Traditional Approaches

Exact algorithm
- 열거, branch-and-bound(integer programming formulation) -> 문제가 크면 못 풀 정도로 시간 소요
Approximation
- Polynomial-time approximation algorithms -> 이상적이나 Optimality 보장되지 않음, 존재하지 않을 수 있음
Heuristics
- 효과적이고 빠르나 이론적인 근거 존재하지 않음, 알고리즘 만들때 많은 trial and error, problem-specific함

그래프 최적화문제 \({G}\)가 주어지고 데이터 분포 \({D}\)를 모를때 heuristics 보다 나은 알고리즘으로 학습할 수 있을까?

이전 페이퍼들과 다른 점

Algorithm design pattern
- greedy로 디자인 하였음. Graph constraints 존재
Algorithm representation
- 그래프 임베딩으로 structure2vec을 사용
Algorithm training
- n-step Q-learning, Fitted Q-iteration 사용 (delayed reward 고려)

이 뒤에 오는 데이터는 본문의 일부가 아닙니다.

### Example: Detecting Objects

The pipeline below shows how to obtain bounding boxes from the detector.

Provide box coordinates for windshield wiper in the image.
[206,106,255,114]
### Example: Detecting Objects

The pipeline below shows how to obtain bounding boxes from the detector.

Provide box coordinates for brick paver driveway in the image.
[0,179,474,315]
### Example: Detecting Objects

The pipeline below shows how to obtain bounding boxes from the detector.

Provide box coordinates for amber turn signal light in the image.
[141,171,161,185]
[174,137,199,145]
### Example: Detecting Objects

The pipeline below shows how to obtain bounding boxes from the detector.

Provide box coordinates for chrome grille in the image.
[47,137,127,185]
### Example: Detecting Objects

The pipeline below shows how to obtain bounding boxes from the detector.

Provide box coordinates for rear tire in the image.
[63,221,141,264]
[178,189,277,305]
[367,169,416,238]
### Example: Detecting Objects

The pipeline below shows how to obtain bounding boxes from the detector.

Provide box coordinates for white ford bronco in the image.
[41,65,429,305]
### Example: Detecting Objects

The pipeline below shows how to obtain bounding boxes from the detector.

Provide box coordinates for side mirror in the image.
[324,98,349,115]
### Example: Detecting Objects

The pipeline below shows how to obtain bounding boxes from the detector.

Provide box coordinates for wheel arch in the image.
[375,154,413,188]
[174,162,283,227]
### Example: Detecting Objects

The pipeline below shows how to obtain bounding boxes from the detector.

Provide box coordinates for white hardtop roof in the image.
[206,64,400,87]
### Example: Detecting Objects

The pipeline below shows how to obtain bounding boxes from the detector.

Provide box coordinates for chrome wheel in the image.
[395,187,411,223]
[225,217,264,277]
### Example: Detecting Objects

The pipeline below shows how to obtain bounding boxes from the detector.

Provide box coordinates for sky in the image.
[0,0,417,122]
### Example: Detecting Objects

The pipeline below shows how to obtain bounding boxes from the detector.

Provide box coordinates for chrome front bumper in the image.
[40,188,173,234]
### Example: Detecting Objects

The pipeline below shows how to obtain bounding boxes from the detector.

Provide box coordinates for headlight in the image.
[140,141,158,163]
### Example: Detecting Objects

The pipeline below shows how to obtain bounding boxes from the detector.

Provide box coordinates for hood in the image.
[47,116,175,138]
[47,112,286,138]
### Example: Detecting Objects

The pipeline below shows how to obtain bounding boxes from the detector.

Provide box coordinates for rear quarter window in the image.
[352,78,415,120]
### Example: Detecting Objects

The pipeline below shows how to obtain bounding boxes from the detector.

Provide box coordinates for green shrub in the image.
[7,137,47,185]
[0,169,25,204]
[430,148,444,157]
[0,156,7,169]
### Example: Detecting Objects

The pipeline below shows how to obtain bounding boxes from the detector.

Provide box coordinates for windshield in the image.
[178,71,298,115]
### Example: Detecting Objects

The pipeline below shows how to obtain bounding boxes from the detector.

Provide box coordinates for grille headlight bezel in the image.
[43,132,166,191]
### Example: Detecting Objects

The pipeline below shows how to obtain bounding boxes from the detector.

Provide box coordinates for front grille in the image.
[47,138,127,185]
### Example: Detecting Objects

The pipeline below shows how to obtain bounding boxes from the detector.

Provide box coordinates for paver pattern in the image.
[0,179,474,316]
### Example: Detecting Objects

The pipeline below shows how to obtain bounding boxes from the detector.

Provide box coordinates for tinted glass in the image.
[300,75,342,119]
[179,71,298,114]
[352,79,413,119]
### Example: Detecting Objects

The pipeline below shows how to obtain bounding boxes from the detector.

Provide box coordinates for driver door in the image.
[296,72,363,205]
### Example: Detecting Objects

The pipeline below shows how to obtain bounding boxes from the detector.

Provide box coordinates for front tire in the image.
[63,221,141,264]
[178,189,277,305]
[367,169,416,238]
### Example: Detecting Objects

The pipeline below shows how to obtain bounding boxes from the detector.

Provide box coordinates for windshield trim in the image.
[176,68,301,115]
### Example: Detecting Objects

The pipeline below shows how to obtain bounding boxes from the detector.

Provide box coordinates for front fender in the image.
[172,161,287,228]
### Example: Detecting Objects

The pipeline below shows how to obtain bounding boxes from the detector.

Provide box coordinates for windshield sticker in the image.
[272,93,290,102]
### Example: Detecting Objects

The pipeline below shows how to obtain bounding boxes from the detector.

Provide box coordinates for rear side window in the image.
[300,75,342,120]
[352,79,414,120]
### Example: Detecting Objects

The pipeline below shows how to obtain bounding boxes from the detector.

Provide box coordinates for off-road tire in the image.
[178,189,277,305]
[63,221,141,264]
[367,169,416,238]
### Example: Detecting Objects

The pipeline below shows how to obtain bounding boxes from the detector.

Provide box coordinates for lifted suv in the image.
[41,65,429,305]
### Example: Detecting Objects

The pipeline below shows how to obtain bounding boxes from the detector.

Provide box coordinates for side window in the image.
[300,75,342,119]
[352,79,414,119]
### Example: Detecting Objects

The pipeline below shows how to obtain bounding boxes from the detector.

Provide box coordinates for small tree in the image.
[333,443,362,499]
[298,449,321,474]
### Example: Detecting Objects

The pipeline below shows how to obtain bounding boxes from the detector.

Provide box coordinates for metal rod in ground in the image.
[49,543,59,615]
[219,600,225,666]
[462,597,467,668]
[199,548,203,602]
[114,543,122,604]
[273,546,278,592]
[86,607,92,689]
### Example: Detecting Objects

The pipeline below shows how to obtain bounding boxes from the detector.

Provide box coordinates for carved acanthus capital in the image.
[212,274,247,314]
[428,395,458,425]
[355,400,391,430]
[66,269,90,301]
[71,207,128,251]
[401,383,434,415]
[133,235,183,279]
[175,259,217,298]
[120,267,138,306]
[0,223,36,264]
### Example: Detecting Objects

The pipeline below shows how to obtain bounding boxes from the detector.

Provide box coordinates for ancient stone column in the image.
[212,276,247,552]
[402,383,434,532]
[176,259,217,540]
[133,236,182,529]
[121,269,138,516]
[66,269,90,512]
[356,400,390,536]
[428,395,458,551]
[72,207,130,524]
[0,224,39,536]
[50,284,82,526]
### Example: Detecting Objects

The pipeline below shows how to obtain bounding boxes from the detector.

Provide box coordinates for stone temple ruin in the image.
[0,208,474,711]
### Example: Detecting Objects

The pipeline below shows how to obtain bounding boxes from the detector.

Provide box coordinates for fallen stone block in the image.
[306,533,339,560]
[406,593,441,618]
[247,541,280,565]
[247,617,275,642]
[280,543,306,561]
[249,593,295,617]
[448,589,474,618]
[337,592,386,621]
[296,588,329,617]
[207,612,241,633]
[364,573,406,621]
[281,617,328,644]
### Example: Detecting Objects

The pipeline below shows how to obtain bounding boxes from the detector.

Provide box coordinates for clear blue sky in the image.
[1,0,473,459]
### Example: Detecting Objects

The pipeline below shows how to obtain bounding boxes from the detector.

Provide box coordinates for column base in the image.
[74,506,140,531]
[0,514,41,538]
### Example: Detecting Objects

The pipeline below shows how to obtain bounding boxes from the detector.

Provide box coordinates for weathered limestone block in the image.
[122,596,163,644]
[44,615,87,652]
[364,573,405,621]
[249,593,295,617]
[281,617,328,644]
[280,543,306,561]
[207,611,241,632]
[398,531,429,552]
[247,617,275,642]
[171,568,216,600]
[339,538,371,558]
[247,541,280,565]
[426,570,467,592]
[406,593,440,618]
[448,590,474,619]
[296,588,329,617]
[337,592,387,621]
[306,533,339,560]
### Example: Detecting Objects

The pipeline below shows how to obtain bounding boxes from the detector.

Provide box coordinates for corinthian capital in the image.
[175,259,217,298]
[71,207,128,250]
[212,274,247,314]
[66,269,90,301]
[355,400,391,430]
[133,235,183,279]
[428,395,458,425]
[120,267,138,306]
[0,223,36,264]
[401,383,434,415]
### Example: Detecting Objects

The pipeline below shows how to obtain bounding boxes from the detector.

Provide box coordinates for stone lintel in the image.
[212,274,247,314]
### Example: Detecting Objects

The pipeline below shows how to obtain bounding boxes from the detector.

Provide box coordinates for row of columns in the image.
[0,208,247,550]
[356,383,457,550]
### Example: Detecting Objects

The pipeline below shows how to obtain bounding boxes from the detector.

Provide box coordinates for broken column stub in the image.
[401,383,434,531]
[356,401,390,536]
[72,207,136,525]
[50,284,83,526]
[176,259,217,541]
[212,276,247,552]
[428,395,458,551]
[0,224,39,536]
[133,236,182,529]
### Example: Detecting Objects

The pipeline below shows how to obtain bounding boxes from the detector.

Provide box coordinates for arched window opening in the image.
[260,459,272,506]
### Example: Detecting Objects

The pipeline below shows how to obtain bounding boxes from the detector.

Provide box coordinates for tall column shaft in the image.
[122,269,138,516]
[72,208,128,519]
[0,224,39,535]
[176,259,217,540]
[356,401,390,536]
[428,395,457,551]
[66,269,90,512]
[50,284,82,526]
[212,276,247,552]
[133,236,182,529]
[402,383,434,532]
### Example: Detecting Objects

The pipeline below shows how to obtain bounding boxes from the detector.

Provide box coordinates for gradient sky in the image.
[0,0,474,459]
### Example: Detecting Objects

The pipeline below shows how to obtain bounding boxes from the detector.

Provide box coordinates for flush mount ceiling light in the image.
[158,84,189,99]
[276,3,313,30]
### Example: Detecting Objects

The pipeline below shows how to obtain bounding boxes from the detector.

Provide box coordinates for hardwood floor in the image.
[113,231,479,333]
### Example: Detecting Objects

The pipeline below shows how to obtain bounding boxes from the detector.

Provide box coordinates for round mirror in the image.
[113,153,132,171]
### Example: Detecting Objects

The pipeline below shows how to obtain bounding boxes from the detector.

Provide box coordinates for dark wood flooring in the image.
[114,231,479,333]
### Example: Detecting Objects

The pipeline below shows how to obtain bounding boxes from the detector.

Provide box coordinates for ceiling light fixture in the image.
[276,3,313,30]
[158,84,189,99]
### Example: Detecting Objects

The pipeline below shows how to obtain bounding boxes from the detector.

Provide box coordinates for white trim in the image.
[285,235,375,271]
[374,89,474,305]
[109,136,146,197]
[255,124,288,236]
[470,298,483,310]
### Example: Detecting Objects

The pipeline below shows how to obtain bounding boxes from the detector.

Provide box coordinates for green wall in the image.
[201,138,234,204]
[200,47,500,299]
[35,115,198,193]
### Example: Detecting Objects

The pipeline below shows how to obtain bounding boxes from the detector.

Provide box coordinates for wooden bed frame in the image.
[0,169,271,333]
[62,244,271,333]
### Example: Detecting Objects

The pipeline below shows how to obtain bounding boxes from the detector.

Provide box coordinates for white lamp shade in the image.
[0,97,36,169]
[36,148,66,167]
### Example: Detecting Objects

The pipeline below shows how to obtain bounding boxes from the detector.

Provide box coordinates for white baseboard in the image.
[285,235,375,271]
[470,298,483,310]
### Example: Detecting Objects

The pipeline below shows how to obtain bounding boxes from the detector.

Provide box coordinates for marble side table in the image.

weighted graphs \({ G(V,E,w) }\) 로 표현가능

\({V}\) -> Vertex, Node

\({E}\) -> Edge

\({w}\) -> weight

함수 \({w: E\rightarrow\mathbb{R^+}}\)

\(w(u,v)\) , \(\left( u,v \right) \in E\)

Minimum Vertex Cover (MVC)

최소한의 노드로 모든 edge 찾는 문제

Maximum Cut (MAXCUT)

Cut-set의 합이 최대화 되도록 edge의 개수를 찾는 문제

Traveling Salesman Problem (TSP)

모든 node를 한번씩만 돌면서 weight를 최소화 하는 문제. 여행경로.

문제들에 대해 알고리즘을 일반적으로 표현 가능

A problem instance \({ G }\) ~ \({ D }\)
Partial Solution -> ordered list
\[S=\left( v_{ 1 },\quad { v }_{ 2 },\quad \cdots ,\quad { v }{ \left| S \right| } \right)\]
\(\overline { S }\) : 추가가능한 노드들, given S

binary decision variables \({x}\), \({x}_{v}=1\) if \(v\in S\), \(x_v=0\) otherwise
A maintenance procedure \(h(S)\) -> maps \({S}\) to constraints
quailityt of partial solution S objective function \(C(h(s), G)\)
Greedy 알고리즘을 이용해 node \(v\) 선택 -> \(Q(h(S), v) \in \mathbb{R}\)를 최대화 시키는 노드 그리고 선택된 \(V^*\)를 \(S\)에 추가
\[S:=\left( S, { v }^{ * } \right) ,\quad where\quad { v }^{ * }:=\underset { v\in \bar S }{ argmax }Q\left( h(S), v \right)\]
termination criterion \(t\left( h(S) \right)\) 가 만족될때까지 반복

모든 문제가 다른 \(h(S)\), \(c\), \(t\) 들로 표현 가능

MVC

helper function x,

\[C\left( h\left(S\right),G \right) =-\left| S \right|\]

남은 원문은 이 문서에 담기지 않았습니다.